# Project 3: Integrative Computational Analysis of Tumor-Mediated Immunosuppression

> **NIH NIH U54** · STANFORD UNIVERSITY · 2020 · $397,549

## Abstract

ABSTRACT/SUMMARY – Project 3: Integrative Computational Analysis of Tumor-Mediated
Immunosuppression
Lymph nodes are typically assessed in cancer patients to determine disease stage and treatment plan, yet
they are poorly understood and largely understudied in the context of metastatic progression. Most public-
domain high throughput cancer datasets, including The Cancer Genome Atlas (TCGA), profile the primary
tumor and sometimes distant metastatic sites, but rarely positive lymph nodes. In this proposal, we turn our
attention to the lymph nodes with a cancer systems biology approach that tests the hypothesis that lymph
nodes metastasis establishes the gateway to distant metastases by enabling immune tolerance to tumor-
associated antigens. Our Research Center will generate complex high dimensional datasets in both the
primary tumor and lymph nodes of patients with melanoma and head and neck squamous cell carcinoma
(HNSCC) to explore this hypothesis in both human and mouse studies. From each tissue specimen, in both
the human and mouse, we will generate RNAseq data of sorted malignant and immune subpopulations
(Projects 1, 3) and high dimensional in situ images at the level of single cells on the bulk tissue (Project 2).
The goal of this Research Project is to develop and apply computational tools to integrate these complex
datasets in order to identify candidate mediators of tumor-immune interactions that induce immunosuppression
for functional validation. To enrich our ability for interpretation, we will explore signatures of the immune
system in a pan-cancer analysis using the TCGA datasets annotated with time to distant metastasis, in the
context of node-negative and node-positive patients. We hypothesize that pan-cancer genes whose
expression is strongly associated with time to distant metastasis are more likely to be associated with
tumor-intrinsic or microenvironmental processes driving metastasis progression; thus we will
prioritize these genes in our integrative computational analysis of our melanoma and head and neck
squamous cell carcinoma datasets. Using the RNAseq data generated by our study, we will develop and
apply novel network-based computational methods for reconstructing the interactions between malignant and
immune subpopulations. Moreover, we will develop and apply new approaches to integrate the spatial
information from high dimensional single cell in situ images with the gene expression datasets to further refine
our inferences of candidate mediators of immunosuppression.
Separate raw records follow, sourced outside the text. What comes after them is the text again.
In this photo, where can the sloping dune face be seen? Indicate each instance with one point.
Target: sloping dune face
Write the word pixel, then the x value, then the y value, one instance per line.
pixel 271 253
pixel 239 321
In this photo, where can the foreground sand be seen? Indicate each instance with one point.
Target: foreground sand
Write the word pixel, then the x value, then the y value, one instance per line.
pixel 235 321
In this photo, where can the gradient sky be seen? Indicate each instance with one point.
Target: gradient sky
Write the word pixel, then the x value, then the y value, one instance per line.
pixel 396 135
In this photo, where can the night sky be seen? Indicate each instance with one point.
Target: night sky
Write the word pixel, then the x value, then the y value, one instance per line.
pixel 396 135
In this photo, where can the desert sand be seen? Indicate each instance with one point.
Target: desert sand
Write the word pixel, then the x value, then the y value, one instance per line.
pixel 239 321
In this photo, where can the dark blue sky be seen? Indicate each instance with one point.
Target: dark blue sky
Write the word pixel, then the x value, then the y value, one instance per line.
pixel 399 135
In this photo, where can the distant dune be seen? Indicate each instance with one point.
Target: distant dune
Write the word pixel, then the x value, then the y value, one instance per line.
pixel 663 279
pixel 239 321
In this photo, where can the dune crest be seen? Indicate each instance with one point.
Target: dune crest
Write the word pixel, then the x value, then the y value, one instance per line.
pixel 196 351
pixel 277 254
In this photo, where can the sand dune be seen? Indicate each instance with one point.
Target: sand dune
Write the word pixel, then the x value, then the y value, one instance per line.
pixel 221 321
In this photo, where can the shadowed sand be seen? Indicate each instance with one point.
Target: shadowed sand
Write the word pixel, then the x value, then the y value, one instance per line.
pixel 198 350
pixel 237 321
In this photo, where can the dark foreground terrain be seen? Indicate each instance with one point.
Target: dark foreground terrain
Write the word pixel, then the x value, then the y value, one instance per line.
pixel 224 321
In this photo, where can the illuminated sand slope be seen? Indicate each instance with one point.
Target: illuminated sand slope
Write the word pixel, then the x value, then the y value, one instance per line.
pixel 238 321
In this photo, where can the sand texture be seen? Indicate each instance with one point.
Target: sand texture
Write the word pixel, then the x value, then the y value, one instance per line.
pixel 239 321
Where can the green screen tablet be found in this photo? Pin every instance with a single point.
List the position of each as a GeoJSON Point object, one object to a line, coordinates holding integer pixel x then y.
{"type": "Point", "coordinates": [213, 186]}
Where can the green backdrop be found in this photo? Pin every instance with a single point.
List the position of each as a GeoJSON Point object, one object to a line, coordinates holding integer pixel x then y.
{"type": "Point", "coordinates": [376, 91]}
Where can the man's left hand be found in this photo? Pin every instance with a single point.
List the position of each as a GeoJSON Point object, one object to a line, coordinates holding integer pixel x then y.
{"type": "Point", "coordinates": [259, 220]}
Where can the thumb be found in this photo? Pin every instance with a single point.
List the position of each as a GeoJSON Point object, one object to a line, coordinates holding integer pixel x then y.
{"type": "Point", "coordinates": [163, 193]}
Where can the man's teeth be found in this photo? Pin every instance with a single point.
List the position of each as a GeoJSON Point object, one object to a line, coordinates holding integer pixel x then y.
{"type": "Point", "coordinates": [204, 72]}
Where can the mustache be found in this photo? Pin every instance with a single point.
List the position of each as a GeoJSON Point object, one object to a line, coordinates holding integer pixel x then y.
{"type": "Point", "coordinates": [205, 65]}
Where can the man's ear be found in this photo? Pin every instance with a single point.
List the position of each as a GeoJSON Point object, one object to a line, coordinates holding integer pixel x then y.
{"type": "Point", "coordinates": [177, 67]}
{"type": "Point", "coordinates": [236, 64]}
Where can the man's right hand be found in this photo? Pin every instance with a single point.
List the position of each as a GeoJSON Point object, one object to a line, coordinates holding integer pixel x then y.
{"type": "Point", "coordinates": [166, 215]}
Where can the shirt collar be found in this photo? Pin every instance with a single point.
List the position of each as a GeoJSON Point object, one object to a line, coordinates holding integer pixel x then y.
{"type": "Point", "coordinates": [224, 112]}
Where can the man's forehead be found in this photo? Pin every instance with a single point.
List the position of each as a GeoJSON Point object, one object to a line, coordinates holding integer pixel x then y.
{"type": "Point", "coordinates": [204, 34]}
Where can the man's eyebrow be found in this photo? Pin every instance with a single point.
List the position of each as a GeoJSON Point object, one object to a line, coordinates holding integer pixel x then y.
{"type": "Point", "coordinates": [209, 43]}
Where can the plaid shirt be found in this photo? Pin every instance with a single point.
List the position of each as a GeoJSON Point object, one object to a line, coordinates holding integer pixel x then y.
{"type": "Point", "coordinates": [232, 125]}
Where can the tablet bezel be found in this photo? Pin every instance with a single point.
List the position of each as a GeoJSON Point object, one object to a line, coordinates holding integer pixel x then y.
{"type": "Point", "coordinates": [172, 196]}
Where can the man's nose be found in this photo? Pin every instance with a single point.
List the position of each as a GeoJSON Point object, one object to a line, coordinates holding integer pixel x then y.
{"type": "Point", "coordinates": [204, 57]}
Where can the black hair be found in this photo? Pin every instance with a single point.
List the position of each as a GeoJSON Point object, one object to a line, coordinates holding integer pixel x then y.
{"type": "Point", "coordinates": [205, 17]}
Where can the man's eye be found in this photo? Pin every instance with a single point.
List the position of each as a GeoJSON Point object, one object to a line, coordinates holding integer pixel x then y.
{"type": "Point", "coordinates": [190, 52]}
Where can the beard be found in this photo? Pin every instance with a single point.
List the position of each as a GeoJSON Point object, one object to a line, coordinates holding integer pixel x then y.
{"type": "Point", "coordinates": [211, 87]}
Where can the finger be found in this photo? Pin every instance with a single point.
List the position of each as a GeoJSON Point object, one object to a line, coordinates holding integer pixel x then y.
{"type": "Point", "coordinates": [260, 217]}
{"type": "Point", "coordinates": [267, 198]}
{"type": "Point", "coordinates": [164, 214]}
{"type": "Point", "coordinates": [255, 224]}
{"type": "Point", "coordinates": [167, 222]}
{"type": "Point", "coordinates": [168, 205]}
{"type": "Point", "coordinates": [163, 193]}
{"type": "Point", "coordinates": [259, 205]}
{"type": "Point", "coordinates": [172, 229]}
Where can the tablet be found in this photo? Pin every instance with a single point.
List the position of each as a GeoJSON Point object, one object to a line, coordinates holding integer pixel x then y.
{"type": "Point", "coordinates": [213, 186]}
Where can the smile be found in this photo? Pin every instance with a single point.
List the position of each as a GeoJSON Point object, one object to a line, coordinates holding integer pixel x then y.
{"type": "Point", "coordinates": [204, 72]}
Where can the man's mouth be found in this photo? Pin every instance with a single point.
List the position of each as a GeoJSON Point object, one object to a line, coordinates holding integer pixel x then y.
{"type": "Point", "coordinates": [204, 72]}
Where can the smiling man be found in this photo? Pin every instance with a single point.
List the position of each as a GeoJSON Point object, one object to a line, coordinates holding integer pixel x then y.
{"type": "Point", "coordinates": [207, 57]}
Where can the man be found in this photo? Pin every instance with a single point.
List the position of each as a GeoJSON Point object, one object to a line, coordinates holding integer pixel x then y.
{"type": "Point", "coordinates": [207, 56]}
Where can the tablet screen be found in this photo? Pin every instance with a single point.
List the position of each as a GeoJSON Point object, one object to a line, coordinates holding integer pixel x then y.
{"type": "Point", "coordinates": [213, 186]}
The datasets and computational resources
developed by our Research Project, and Center at large, will not only enable use to deeply explore the role of
lymph nodes in tumor-mediated immunosuppression, but will also provide the community with powerful
resources for understanding systemic influences on the forces governing metastatic dissemination.

## Key facts

- **NIH application ID:** 9982083
- **Project number:** 5U54CA209971-05
- **Recipient organization:** STANFORD UNIVERSITY
- **Principal Investigator:** SYLVIA KATINA PLEVRITIS
- **Activity code:** U54 (R01, R21, SBIR, etc.)
- **Funding institute:** NIH
- **Fiscal year:** 2020
- **Award amount:** $397,549
- **Award type:** 5
- **Project period:** — → 2023-07-31

## Primary source

NIH RePORTER: https://reporter.nih.gov/project-details/9982083

## Citation

> US National Institutes of Health, RePORTER application 9982083, Project 3: Integrative Computational Analysis of Tumor-Mediated Immunosuppression (5U54CA209971-05). Retrieved via AI Analytics 2026-05-23 from https://api.ai-analytics.org/grant/nih/9982083. Licensed CC0.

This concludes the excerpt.